One of the unique features of human immunodeficiency viruses (HIV) is the extraordinary variation in the genome. Based on genetic variation, the HIV-1 group M viruses have been classified into nine subtypes. Genetic analyses of viral genomes have played a significant role in many important findings in HIV research but the high level of genetic variation also poses a major hurdle for the development of broadly reactive vaccines. Dr. Gao’s laboratory has a long-standing interest in elucidating the genetic variation and evolution of HIV and SIV and in studying HIV/SIV gene function and pathogenic mechanisms from an evolutionary perspective. Research in Dr. Gao’s laboratory focuses on three major areas:
1. Study of drug resistance mechanisms.
Highly active antiretroviral therapy (HAART) has been effective in reducing HIV-related mortality and morbidity. However, many HIV-infected patients still fail HAART. Emergence of drug-resistant viruses plays a fundamental role in treatment failure and the development of resistance to antiretroviral drugs can eventually comprise the efficacy of HIV-1 treatment. It is important to delineate mechanisms of multiple-drug resistance in order to more effectively control HIV infection. To address this important issue, Dr Gao’s laboratory is currently studying population genetics, fitness, and evolution of minority linked multiple drug resistant viruses using a highly sensitive parallel allele-specific sequencing method. Results from these studies may lead to a better understanding of the role of minority drug-resistant populations in drug resistance, drug-resistance mechanisms, better treatment regimens, and assays that can accurately predict treatment outcomes.
2. Development of broadly reactive HIV vaccines.
AIDS vaccine development has been hindered by two main obstacles: the high level of genetic variation among HIV-1 strains and weak immune responses induced by current vaccines. With genetic variation as high as 30% in the envelope protein among different subtypes of HIV-1 group M viruses, it is overly optimistic to believe that cross-subtype protection will occur equally well among all subtypes. Dr Gao’s laboratory is developing a novel centralized gene (consensus and ancestor) strategy to decrease the genetic distance between candidate immunogens and field virus strains and to induce cross-reactive immune responses to all subtypes. The first generation group M consensus env gene (CON6) is equidistant from contemporary HIV-1 subtypes and recombinants and is as biologically functional as contemporary Env proteins. Most importantly, CON6 can elicit broader and more potent T cell responses than wild type HIV-1 env genes. Further modifications of the group M consensus envelope immunogen show that glycosylation on the consensus envelope protein has a significant impact on its processing in mammalian cells and envelope immunogens with minimum glycosylation and deletion of variable regions can induce T cell responses that are different from those induced by wild type envelope proteins. Work is continuing to explore other possibilities to develop HIV-1 vaccines that can induce more potent and broadly reactive immune responses.
3. Study of HIV-1 genetic variation and sequence/biological signatures.
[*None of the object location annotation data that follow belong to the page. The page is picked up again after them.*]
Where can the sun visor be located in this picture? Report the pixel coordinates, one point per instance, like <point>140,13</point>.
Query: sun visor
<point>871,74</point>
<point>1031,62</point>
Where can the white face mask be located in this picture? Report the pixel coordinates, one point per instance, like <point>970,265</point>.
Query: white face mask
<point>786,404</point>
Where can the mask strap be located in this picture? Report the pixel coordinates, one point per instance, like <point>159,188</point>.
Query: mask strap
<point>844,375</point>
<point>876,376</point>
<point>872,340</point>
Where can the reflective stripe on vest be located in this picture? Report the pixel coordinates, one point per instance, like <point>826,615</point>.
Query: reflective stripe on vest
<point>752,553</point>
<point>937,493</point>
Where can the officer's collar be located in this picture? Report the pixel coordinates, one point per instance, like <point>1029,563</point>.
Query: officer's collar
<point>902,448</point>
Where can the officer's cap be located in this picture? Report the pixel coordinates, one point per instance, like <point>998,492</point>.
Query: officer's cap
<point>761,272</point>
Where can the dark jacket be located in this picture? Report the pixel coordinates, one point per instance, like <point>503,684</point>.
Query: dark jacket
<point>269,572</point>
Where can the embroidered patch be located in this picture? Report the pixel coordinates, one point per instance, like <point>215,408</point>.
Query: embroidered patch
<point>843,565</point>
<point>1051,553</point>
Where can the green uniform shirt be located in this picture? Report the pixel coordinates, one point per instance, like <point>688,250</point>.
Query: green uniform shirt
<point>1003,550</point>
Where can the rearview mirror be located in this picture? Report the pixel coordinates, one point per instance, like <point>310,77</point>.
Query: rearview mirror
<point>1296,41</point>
Functional HIV-1 env clones have been widely used for vaccine development, neutralization assays, and pathogenesis studies. Dr Gao’s laboratory characterizes a large number of functional env genes obtained by a single genome amplification (SGA) method to avoid artificial recombination and resampling during PCR amplification. A recently developed promoter addition PCR (pPCR) method was developed in this laboratory allowing quick functional analysis of a large number of quasispecies HIV-1 env genes from each individual. It is being investigated if acute HIV infection viruses have sequence and biological signatures that differ from chronic infection viruses. On going studies focus on mapping of nAb epitiopes using Env pseudoviruses, patient sera and monoclonal antibodies. Dr Gao’s laboratory also determines escape mutations in T cell epitopes by analyzing full HIV-1 genomes from different time points of infection using the SGA method. Detailed analysis of viral sequences and their correlation with immune response and escape may assist in more effective vaccine designs.